(New York) Les cours du brut ont avancé mercredi, soutenus par l’annonce d’un léger repli des stocks de brut aux États-Unis et la situation tendue dans certaines stations-service américaines après la mise à l’arrêt d’un important oléoduc.

Agence France-Presse

Le baril de Brent de la mer du Nord pour livraison en juillet a terminé en hausse de 1,12 %, ou 77 cents, par rapport à la clôture de mardi, à 69,32 dollars à Londres.

À New York, le baril américain de WTI pour le mois de juin a gagné 1,22 % ou 80 cents, à 66,08 dollars.

Les réserves commerciales de pétrole brut aux États-Unis ont diminué pour la deuxième semaine d’affilée, mais moins que prévu par les analystes, selon l’Agence américaine d’information sur l’Énergie (EIA).

Les stocks de brut sont descendus de 400 000 barils à 484,7 millions de barils (Mb) la semaine dernière, a indiqué le rapport hebdomadaire de l’EIA, qui a été établi avant le piratage informatique qui a conduit à la fermeture de l’immense oléoduc de Colonial Pipeline.

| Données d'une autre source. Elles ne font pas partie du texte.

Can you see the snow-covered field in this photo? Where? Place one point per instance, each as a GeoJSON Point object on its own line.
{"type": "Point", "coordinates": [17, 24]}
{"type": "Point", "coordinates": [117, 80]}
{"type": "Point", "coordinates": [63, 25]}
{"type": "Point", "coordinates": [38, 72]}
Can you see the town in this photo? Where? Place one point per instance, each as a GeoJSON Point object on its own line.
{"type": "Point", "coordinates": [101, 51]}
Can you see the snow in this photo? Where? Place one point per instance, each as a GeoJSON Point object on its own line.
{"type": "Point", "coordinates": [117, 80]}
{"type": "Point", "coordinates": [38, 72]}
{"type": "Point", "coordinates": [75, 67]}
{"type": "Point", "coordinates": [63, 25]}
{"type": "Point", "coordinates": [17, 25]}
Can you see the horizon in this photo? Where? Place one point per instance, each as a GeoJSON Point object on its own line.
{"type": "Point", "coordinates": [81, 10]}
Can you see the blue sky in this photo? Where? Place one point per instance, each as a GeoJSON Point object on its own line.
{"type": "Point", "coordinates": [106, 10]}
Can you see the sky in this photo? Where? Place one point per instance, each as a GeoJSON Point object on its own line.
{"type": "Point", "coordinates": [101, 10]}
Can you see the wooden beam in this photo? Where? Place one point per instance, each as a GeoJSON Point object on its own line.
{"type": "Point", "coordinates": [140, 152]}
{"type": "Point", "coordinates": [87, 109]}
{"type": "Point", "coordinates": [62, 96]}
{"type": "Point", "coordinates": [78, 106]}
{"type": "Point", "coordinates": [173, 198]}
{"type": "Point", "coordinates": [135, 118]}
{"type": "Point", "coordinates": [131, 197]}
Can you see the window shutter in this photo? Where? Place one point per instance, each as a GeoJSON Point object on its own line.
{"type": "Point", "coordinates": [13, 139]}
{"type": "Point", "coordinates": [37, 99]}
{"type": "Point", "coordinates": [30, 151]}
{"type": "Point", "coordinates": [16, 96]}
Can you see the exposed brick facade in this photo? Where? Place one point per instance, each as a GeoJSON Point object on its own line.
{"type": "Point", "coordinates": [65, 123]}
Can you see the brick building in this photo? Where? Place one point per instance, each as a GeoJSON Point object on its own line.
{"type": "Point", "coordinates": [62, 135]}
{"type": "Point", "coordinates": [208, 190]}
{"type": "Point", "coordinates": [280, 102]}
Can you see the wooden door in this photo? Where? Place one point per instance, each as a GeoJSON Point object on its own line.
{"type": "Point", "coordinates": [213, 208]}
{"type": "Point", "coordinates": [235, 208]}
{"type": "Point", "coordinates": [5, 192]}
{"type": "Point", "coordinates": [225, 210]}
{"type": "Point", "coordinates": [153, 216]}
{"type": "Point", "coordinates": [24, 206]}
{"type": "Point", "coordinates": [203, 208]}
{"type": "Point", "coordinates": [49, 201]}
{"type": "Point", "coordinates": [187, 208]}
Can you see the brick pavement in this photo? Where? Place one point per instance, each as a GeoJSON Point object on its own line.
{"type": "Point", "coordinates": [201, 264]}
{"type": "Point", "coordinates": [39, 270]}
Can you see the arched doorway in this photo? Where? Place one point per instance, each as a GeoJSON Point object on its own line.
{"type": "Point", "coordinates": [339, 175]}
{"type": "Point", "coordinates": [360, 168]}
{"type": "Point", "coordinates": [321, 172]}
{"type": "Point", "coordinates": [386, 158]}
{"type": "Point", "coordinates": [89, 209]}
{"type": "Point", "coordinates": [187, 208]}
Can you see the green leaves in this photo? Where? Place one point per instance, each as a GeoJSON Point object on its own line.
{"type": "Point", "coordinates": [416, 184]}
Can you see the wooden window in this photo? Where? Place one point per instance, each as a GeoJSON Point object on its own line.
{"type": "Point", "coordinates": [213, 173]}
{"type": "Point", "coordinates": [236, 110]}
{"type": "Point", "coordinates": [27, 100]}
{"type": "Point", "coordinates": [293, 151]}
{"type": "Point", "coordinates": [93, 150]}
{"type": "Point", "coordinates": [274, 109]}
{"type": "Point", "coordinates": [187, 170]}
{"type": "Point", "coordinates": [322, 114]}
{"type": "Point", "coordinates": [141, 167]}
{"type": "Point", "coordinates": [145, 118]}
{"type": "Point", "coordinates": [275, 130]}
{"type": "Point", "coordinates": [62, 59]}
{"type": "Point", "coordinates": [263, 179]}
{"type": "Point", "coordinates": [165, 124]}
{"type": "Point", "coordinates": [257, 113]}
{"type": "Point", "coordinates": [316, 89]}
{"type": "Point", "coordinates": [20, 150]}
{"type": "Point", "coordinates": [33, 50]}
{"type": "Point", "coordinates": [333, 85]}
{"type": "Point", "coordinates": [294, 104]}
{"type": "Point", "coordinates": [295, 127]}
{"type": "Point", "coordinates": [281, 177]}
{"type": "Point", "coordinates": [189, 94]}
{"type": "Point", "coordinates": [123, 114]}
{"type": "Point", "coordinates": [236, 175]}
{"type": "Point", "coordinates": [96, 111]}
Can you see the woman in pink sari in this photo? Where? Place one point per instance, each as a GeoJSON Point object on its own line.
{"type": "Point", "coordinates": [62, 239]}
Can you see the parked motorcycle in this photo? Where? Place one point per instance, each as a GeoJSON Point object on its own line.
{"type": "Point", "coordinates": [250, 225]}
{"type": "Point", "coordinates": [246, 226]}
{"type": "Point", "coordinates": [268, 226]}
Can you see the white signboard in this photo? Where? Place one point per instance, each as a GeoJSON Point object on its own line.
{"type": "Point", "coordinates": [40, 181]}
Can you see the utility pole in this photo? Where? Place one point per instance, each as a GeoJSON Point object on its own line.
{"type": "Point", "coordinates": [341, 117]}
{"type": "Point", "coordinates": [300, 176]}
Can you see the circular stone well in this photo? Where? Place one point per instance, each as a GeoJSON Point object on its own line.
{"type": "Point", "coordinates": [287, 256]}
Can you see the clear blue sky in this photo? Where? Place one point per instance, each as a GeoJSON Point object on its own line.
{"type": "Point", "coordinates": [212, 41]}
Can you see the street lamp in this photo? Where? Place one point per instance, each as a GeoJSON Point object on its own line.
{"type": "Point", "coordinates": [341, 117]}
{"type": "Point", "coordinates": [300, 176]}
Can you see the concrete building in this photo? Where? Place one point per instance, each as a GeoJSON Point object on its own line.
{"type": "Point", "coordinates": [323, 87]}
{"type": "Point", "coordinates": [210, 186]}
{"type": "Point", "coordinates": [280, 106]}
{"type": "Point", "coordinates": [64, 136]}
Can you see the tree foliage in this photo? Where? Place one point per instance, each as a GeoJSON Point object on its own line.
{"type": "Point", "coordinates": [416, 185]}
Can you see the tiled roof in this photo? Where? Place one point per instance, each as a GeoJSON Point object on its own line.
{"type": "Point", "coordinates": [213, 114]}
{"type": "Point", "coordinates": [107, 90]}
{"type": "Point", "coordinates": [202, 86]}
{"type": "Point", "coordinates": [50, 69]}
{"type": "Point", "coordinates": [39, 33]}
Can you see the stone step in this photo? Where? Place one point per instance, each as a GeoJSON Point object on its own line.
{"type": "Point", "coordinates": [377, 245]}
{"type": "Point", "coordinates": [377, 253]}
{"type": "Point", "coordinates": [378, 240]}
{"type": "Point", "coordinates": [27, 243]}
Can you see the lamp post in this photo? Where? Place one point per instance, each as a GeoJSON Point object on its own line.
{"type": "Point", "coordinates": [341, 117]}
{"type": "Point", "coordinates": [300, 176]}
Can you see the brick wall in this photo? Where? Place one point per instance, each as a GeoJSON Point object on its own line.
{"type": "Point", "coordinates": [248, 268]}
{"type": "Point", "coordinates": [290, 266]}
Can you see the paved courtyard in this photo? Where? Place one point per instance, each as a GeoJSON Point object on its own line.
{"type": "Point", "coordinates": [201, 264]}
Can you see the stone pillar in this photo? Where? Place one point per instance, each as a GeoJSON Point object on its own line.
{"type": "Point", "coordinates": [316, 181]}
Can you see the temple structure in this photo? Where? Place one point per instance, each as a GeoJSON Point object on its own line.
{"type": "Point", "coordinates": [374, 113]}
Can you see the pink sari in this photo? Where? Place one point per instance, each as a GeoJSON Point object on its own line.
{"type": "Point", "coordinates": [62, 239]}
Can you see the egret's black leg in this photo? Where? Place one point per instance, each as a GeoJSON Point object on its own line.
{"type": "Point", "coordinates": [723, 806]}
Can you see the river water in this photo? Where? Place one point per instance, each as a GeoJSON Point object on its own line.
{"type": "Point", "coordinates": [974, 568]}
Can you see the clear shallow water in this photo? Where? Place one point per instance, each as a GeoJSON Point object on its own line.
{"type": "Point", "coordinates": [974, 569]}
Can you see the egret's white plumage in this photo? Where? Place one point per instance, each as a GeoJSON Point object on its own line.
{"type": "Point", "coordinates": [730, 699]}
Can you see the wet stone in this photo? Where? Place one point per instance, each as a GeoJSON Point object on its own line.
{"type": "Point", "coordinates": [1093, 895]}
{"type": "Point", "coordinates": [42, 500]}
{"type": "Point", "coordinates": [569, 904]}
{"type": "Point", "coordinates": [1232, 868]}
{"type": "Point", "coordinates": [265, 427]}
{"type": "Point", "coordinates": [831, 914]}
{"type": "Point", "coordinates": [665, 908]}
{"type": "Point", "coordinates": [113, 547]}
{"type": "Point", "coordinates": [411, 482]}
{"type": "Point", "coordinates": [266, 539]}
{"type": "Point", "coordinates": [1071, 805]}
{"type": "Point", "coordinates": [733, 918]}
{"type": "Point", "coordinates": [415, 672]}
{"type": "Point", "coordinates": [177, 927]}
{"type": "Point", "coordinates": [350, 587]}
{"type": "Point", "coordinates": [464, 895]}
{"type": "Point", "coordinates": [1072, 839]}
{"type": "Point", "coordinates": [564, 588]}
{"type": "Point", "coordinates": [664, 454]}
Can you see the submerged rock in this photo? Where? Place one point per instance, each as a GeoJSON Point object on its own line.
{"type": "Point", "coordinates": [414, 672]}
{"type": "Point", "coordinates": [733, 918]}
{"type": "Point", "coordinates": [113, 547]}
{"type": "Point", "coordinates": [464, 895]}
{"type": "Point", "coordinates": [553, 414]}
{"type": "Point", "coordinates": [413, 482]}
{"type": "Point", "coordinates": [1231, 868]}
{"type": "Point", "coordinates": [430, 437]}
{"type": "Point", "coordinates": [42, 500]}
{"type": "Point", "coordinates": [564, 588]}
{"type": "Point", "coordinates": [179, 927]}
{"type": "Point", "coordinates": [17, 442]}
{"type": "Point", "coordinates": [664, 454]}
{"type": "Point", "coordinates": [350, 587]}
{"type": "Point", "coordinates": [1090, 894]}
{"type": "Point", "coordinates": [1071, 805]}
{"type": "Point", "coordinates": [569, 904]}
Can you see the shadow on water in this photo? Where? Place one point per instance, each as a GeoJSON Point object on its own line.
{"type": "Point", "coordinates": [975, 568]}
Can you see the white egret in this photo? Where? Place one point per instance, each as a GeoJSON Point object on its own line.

« Pour le marché, les préoccupations du jour tournent toutes autour de l’oléoduc, pas des stocks », a relevé Andy Lipow, président du cabinet de consultants de Lipow Oil Associates.

La panique des automobilistes à la recherche d’essence sur la côte est américaine s’est étendue mercredi, six jours après la fermeture de l’immense oléoduc de carburants de Colonial Pipeline attaqué par des pirates informatiques.

Une douzaine d’États allant de la Floride à la Virginie ont déclaré l’état d’urgence, renforçant le sentiment d’affolement des consommateurs qui se pressaient dans les stations-service, bidons à la main.

« Nous voilà six jours après la fermeture de l’oléoduc de Colonial Pipeline et avec les déclarations d’état d’urgence, la perception du public est que la pénurie est grave et qu’il faut aller faire le plein », a commenté M. Lipow.

« Il en résulte que la demande d’essence est deux à trois fois plus forte qu’à l’ordinaire ce qui aggrave la situation », a ajouté l’analyste.

Colonial Pipeline espère rétablir l’essentiel de ses activités d’ici la fin de la semaine.

Par ailleurs, l’Organisation des pays exportateurs de pétrole (OPEP) a maintenu mardi ses prévisions de hausse de la demande mondiale de pétrole pour cette année.

Le cartel table dans son rapport mensuel sur un rebond de la demande de brut en 2021 à hauteur de 6 millions de barils par jour, à 96,5 millions de barils par jour en moyenne.

Il se dit plus « optimiste » pour le deuxième semestre.

« Avec l’Europe et les États-Unis qui devraient progressivement assouplir les restrictions sur les voyages nationaux et internationaux, la demande de produits bruts va probablement bondir entraînant avec elle les prix », a réagi Josh Mahony, analyste d’IG.